Jinzhao Yang ¹ Jie Chen ² Qingqing Li ² Ren-ai Xu ^2* Xiaohai Chen ³

• ¹ Wenzhou People’s Hospital, Wenzhou, Zhejiang Province, China
• ² First Affiliated Hospital of Wenzhou Medical University, Wenzhou, China
• ³ Third Affiliated Hospital of Wenzhou Medical University, Wenzhou, Zhejiang Province, China

Lenvatinib is a first-line therapy for the treatment of hepatocellular carcinoma (HCC), an active multi-target tyrosine kinase inhibitor (TKI). The interaction between Traditional Chinese Medicine (TCM) and chemicals has increasingly become a research hotspot. The objective of this study was to pinpoint the effects of three flavonoids on the metabolism of lenvatinib. Enzyme reaction system was established and optimized in vitro, and in vivo experiments were conducted in Sprague-Dawley (SD) rats, where the analytes were detected by ultra performance liquid chromatography tandem mass spectrometry (UPLC-MS/MS). We found that among three flavonoids, luteolin and myricetin had strong inhibitory effects on lenvatinib metabolism, with half-maximal inhibitory concentration (IC50) values of 11.36 ± 0.46 µM and 11.21 ± 0.81 µM in RLM, respectively, and 6.89 ± 0.43 µM and 12.32 ± 1.21 µM in HLM, respectively.
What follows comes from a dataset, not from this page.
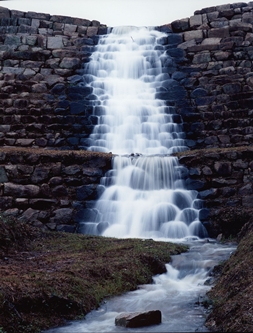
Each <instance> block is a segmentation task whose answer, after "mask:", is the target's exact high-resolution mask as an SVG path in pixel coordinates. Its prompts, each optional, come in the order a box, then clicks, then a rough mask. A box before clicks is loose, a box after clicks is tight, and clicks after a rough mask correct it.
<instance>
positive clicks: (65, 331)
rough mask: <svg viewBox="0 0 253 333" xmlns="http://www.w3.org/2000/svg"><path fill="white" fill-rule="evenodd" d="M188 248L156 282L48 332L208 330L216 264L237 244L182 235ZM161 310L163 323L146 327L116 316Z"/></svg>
mask: <svg viewBox="0 0 253 333" xmlns="http://www.w3.org/2000/svg"><path fill="white" fill-rule="evenodd" d="M180 243H183V244H187V245H189V246H190V250H189V251H188V252H185V253H182V254H180V255H175V256H172V262H171V263H170V264H166V268H167V272H166V273H164V274H161V275H156V276H154V277H153V283H152V284H146V285H140V286H139V288H138V289H137V290H136V291H131V292H128V293H126V294H123V295H121V296H118V297H113V298H111V299H109V300H106V301H104V303H103V304H102V305H101V307H100V308H99V309H98V310H94V311H92V312H90V313H89V314H88V315H87V316H86V317H85V319H84V320H80V321H73V322H70V323H68V324H67V325H66V326H64V327H61V328H55V329H51V330H49V331H46V333H83V332H91V333H92V332H101V333H103V332H106V333H107V332H132V333H134V332H208V329H207V328H206V327H205V326H204V323H205V319H206V315H207V312H206V310H205V308H204V307H203V306H202V303H201V302H203V301H204V300H205V299H206V298H205V295H206V293H207V291H208V290H210V288H211V284H212V282H213V281H212V279H213V277H212V275H210V273H211V272H212V268H213V267H214V266H215V265H217V264H219V263H220V262H222V261H224V260H226V259H228V257H229V256H230V255H231V253H232V252H233V251H234V250H235V248H236V247H235V245H233V244H227V245H221V244H219V243H217V242H215V241H213V240H211V239H201V240H200V239H197V238H195V240H192V239H189V240H187V239H184V240H183V239H182V240H181V242H180ZM148 310H160V311H161V312H162V323H161V324H160V325H152V326H146V327H142V328H124V327H119V326H115V317H117V316H118V315H119V314H120V313H122V312H138V311H148Z"/></svg>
In SD rats, the combined administration of lenvatinib and luteolin obviously expanded the exposure to lenvatinib; however, co-administered with myricetin did not have any changes, which may be due to the poor bioavailability of myricetin in vivo. Furthermore, the inhibitory type of luteolin on lenvatinib showed an un-competitive in RLM and a mixed in HLM. Collectively, flavonoids with liver protection, especially luteolin, may inhibit lenvatinib metabolism in vitro and in vivo.